To identify if MSigDB hallmark gene sets are up-regulated or down-regulated between clusters and treatments, we performed gene set enrichment analysis. Fold-changes of gene expression between comparisons were calculated using Seurat R package v.4.3.0.1, and normalized enrichment scores as well as p-values of given gene sets were then estimated using the gage R package v.2.46.1.

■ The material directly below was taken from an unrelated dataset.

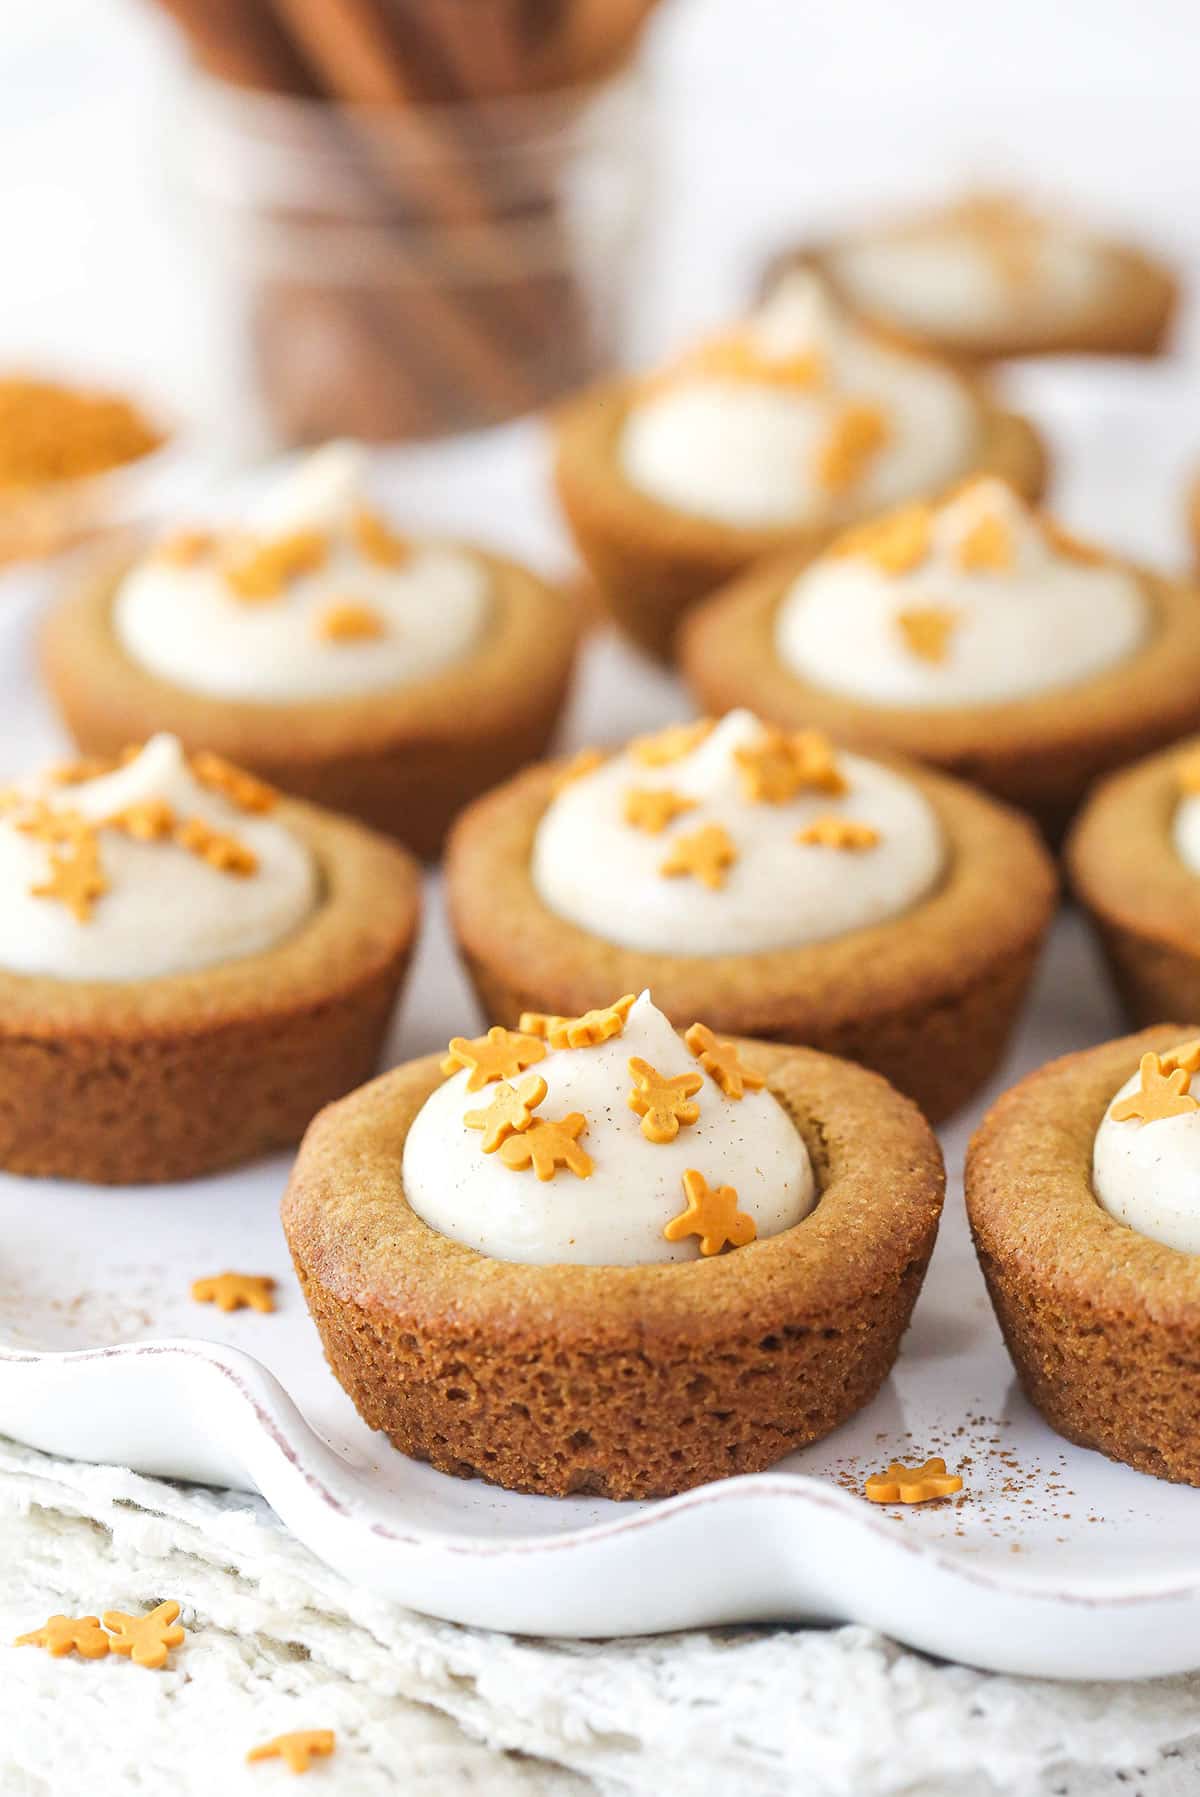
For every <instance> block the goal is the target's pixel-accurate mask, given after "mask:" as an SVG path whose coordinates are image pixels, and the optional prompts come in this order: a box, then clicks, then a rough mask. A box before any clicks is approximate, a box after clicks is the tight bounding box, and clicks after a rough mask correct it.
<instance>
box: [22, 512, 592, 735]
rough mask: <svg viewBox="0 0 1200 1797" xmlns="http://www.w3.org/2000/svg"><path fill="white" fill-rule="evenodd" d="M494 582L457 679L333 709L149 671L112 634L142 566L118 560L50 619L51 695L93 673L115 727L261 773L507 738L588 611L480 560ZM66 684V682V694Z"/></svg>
mask: <svg viewBox="0 0 1200 1797" xmlns="http://www.w3.org/2000/svg"><path fill="white" fill-rule="evenodd" d="M467 553H471V555H472V557H474V559H478V561H480V562H481V564H483V568H485V570H487V571H489V577H490V611H489V620H487V624H485V629H483V636H481V640H480V642H478V643H476V645H474V647H472V649H469V651H467V652H465V654H463V656H460V658H458V659H456V661H453V663H451V665H449V667H446V668H440V670H437V672H433V674H429V676H428V677H424V679H420V681H411V683H399V685H393V686H383V688H377V690H374V692H363V694H350V695H341V697H334V699H295V701H286V703H269V701H264V699H221V697H214V695H208V694H199V692H194V690H190V688H185V686H178V685H176V683H174V681H169V679H163V677H162V676H158V674H153V672H151V670H149V668H144V667H140V663H137V661H135V659H133V658H131V656H129V654H128V652H126V651H124V647H122V645H120V642H119V638H117V633H115V631H113V625H111V613H113V604H115V598H117V589H119V586H120V582H122V580H124V577H126V575H128V573H129V571H131V568H133V566H137V561H138V557H133V555H129V552H128V550H126V552H124V553H122V555H115V557H108V559H104V561H101V562H97V564H93V566H90V568H88V570H86V571H84V573H83V577H81V579H79V580H77V584H75V586H74V588H72V589H70V591H68V593H66V595H65V597H63V598H61V600H59V602H57V606H56V607H54V609H52V611H50V613H49V616H47V622H45V625H43V633H41V659H43V668H45V674H47V681H49V685H50V690H52V692H54V690H56V688H57V685H59V670H70V668H72V667H77V665H81V661H83V665H86V667H88V685H90V690H92V694H95V692H102V694H104V710H106V712H108V715H111V717H117V715H128V717H129V721H131V728H133V733H135V735H137V733H138V724H137V721H138V719H160V717H167V719H169V726H160V728H176V730H178V733H180V735H181V737H183V739H185V740H189V742H216V744H221V746H223V749H225V748H226V746H228V749H226V751H228V753H232V755H237V757H241V758H243V760H246V762H250V764H255V762H264V764H271V762H277V760H284V758H289V760H329V758H334V757H340V755H343V757H354V755H384V753H392V751H395V749H402V748H406V746H413V748H429V746H435V744H442V742H444V744H447V746H453V744H454V742H462V740H467V742H474V740H478V739H480V737H483V735H496V733H501V731H503V728H505V721H507V717H508V713H510V710H512V699H514V695H521V694H523V692H525V690H526V688H528V686H537V685H539V683H544V685H557V681H559V679H560V674H562V661H564V658H569V654H571V652H573V649H575V643H577V638H578V618H577V607H573V606H571V602H569V598H568V597H566V593H562V591H560V589H557V588H555V586H551V584H550V582H546V580H543V579H539V577H537V575H535V573H534V571H532V570H528V568H523V566H521V564H519V562H514V561H508V559H505V557H501V555H494V553H490V552H485V550H478V548H469V550H467ZM65 683H66V681H63V685H65Z"/></svg>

Pseudo time trajectory analysis

To determine the potential lineage differentiation within CD4 T cell subpopulations, we used the Monocle3 R package to construct CD4 differentiation trajectories after specifying the corresponding cells as root nodes. Subsequently, graph test was used to find the pseudo time trajectory difference genes, and the obtained genes were used to plot the heat map.

scTCRseq Analysis

scTCRseq data for mLama4 NeoAg-specific CD8 T cells for each sample were processed by CellRanger. For TCR selection a meta data .csv was exported after initial QC and imported into R and TCR clones were further analyzed in combination with the corresponding scRNAseq data using the R packages scRepertoire v.2.0.0 and Seurat v.4.3.0.1. mLama4 NeoAg-specific CD8 T cells with at least one productive TCR alpha or beta chain or both and separately, with paired TCR alpha beta chains were considered for precise identification of TCRs. The total number of this NeoAg-specific CD8 T cells with TCR alpha and beta pair set was 15,668 from 17,492 total TCR (TCR with single alpha or beta or both alpha and beta pair) [control mAb: 3,118 from 3,539 total TCR; anti-CTLA-4: 1,208 from 1,394; anti-PD-1: 1,162 from 1,283; anti-CTLA-4 plus anti-PD-1: 657 from 790; control VAX: 4,986 from 5,622; neo VAX: 4,537 from 4,864]. The Shannon Index of diversity was calculated with the R package scRepertoire (V.2.0.0) (https://www.borch.dev/uploads/screpertoire/articles/clonal_diversity). Downsampling to the smallest repertoire size and bootstrapping to return the mean diversity estimates was performed with the number of calculations set to the default of 100.

Statistical analysis

Samples were compared using an unpaired, two-tailed Student t test, two-way ANOVA, or log-rank (Mantel–Cox) test unless specified otherwise.

Highlights.

• NeoAg cancer vaccines utilize distinct mechanisms from αCTLA-4 or αPD-1 ICT

• NeoAg vaccines induce TCF1⁺ stem-like and proliferating NeoAg-specific CD8 T cells

• CD8 TCR clonotype expansion relates to phenotype and functional state associated with immunotherapy

• NeoAg vaccines induce partially distinct macrophage remodeling from ICT

• NeoAg vaccines synergize with ICT, exceeding combination αCTLA-4/αPD-1 ICT efficacy

Data and software availability

Data files for the sequencing data reported in this article will be deposited in the Gene Expression Omnibus (GEO) database and made publicly available at the time of publication. Software used in this study is available online: current version of Cell Ranger: https://support.10xgenomics.com/single-cell-gene-expression/software/downloads/latest; Seurat 4. 3.0.1: https://satijalab.org/seurat/; ggplot2 3.3.3: https://ggplot2.tidyverse.org/index.html; scRepertoire 2.0.0: https://www.borch.dev/uploads/screpertoire/; and ImmGen: https://www.immgen.org. All other data generated in this study are available within the article and its Supplementary Data files, will be provided upon request at the time of publication, and/or will made publicly available at the time of publication via deposition in appropriate databases.